KB ID 0001419
This post continues from Part-One where we connected both our domain, and on-premise Exchange server to Office 365. Now we will add our public domain, and migrate our mailboxes.
Step 3 Adding Domains to Office 365
Before proceeding you will need administrative access to your public DNS records so you can create new records.
Log into Office 365 > Admin Console.
Add a domain.
Enter your public domain name > Next.
Now you need to create a ‘Text Record” in you public domain, the TTL does not really matter but the TXT value must match exactly.
As below, once created click (Verify).
Ill manage my own DNS records > Next.
We are only concerned with Exchange > Next.
STOP: These are the DNS records you need to create if you want everything to point to Office 365, DO NOT CREATE THEM if you want your mail to still get routed to your on-premise, and you want your Autodiscover to point there. I leave everything pointing to my on-premise server!
So I DON’T create the records (below) unless I’m about to decommission an on-premise Exchange server.
If you DID want all mail and auto discover to route to Office 365 that’s fine BUT change the SPF record that Microsoft gives you to include the public IP of your on-premise server of you may start getting mail blocked.
Microsoft Suggests: “v=spf1 mx include:servers.mcsv.net ?all”

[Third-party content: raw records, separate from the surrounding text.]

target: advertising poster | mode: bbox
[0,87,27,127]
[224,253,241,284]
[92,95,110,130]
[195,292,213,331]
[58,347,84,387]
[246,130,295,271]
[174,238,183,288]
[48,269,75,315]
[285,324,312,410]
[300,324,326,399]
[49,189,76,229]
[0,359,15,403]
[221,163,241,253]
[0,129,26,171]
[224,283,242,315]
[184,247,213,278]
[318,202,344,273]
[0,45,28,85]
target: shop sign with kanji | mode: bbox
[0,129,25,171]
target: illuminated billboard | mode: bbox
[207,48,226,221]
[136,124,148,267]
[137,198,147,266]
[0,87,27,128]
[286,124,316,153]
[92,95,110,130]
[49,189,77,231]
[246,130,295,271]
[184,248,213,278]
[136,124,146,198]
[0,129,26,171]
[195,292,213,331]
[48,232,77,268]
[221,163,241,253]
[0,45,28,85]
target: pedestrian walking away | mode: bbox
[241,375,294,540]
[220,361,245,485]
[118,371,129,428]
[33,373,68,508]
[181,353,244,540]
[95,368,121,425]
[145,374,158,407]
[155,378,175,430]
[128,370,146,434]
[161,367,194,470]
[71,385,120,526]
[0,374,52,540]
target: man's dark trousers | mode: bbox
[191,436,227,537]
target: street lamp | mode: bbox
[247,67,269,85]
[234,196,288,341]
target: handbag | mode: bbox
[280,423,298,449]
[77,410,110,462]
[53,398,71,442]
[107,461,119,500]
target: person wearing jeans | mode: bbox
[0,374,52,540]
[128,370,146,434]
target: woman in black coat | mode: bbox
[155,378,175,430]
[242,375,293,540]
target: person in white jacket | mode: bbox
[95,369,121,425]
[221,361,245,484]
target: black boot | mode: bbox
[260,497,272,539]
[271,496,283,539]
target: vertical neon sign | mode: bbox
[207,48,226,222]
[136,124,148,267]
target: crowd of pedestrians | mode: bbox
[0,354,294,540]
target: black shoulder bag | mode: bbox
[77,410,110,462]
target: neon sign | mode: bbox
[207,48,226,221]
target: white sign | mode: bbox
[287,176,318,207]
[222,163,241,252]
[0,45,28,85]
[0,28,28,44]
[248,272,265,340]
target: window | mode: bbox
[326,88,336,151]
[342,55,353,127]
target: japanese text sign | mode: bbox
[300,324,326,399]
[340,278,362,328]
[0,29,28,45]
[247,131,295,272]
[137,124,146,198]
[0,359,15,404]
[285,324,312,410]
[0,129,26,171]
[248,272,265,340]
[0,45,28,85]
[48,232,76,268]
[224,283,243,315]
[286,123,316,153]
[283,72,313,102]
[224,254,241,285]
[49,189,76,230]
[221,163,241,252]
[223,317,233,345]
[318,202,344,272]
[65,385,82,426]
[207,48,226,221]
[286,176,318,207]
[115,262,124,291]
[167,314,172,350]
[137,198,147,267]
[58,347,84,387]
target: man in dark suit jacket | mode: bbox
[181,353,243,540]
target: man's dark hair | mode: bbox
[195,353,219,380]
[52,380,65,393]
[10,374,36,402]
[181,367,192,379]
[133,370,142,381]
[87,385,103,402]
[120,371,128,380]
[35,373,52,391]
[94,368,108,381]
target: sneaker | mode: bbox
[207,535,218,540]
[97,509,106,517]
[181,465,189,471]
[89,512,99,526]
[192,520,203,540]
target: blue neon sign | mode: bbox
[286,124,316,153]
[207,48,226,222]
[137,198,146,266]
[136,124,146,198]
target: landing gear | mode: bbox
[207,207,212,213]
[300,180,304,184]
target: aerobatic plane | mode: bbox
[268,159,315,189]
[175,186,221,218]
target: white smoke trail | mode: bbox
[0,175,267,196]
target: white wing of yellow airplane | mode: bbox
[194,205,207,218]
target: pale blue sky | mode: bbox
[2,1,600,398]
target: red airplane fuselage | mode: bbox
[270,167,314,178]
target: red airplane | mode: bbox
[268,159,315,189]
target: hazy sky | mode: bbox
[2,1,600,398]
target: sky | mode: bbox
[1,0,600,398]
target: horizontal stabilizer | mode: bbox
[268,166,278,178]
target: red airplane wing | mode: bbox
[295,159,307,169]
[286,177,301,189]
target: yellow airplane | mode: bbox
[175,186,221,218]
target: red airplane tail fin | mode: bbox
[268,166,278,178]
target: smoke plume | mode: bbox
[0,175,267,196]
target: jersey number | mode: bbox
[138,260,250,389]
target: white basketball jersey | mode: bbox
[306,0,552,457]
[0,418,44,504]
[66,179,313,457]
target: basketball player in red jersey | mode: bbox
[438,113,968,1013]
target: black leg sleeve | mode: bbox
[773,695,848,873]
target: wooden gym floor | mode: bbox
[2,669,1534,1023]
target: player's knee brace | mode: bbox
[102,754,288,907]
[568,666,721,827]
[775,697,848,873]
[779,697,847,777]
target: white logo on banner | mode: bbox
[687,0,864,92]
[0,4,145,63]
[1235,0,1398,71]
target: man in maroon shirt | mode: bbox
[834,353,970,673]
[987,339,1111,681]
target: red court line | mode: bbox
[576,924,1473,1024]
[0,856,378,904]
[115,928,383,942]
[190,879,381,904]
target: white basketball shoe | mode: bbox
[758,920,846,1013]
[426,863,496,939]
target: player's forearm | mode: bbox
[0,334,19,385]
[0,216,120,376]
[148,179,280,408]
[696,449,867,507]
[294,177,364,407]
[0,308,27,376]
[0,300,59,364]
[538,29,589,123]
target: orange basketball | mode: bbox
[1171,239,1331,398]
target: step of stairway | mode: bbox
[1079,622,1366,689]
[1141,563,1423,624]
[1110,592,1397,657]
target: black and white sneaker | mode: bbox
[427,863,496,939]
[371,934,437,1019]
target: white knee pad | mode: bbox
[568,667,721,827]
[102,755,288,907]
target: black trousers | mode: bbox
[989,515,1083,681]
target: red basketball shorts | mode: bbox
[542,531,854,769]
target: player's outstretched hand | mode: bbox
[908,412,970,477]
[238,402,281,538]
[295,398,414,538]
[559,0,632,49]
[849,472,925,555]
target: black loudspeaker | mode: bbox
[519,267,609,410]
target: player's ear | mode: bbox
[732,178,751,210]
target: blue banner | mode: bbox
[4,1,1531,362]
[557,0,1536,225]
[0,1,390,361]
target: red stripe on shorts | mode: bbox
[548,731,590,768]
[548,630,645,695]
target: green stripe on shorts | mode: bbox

Use: “v=spf1 ip4:220.127.116.11 mx include:servers.mcsv.net ?all”
Test Mail Flow
If you have made any public DNS changes, then before you do anything else, make sure mail continues to flow in and out of your on-premise Exchange organisation as it did before!
Step 4 Mailbox Migration
Log into Office 365 and locate a user to perform a test migration on, then allocate them an office 365 licence.
Then from the Office365 Admin Center > Recipients > Migration > Add > Migrate to Exchange Online > Remote move migration > Next.
Add in your ‘Test user’ > Next.
Supply your Exchange administrative credentials > Next.
Put in your MRS proxy FQDN > Next
Note: You may see the following error
Give the batch a name > Next.
Select an email address to be sent a migration report, Note: For the test migration I’m leaving it on ‘Manual Complete’ once Im happy I would select ‘Automatically Complete’ > New.
You can view a ‘hight level’ progress, or click the download link;
To view a more detailed report.
Note: You can connect to O365 PowerShell online, and view the migrations from command line like we normally do with an on-premise mailbox migration. See the following link;
When finished complete the migration.
Viewing the same thing from PowerShell;
Now test mallow in/out from on-premise and from Office365, then make sure mail also flows between on-premise and Office 365 (both ways).
Make sure calendar sharing scheduling also works between on-premise and Office 365 mailboxes.
Once you are happy, you can migrate the rest of the mailboxes.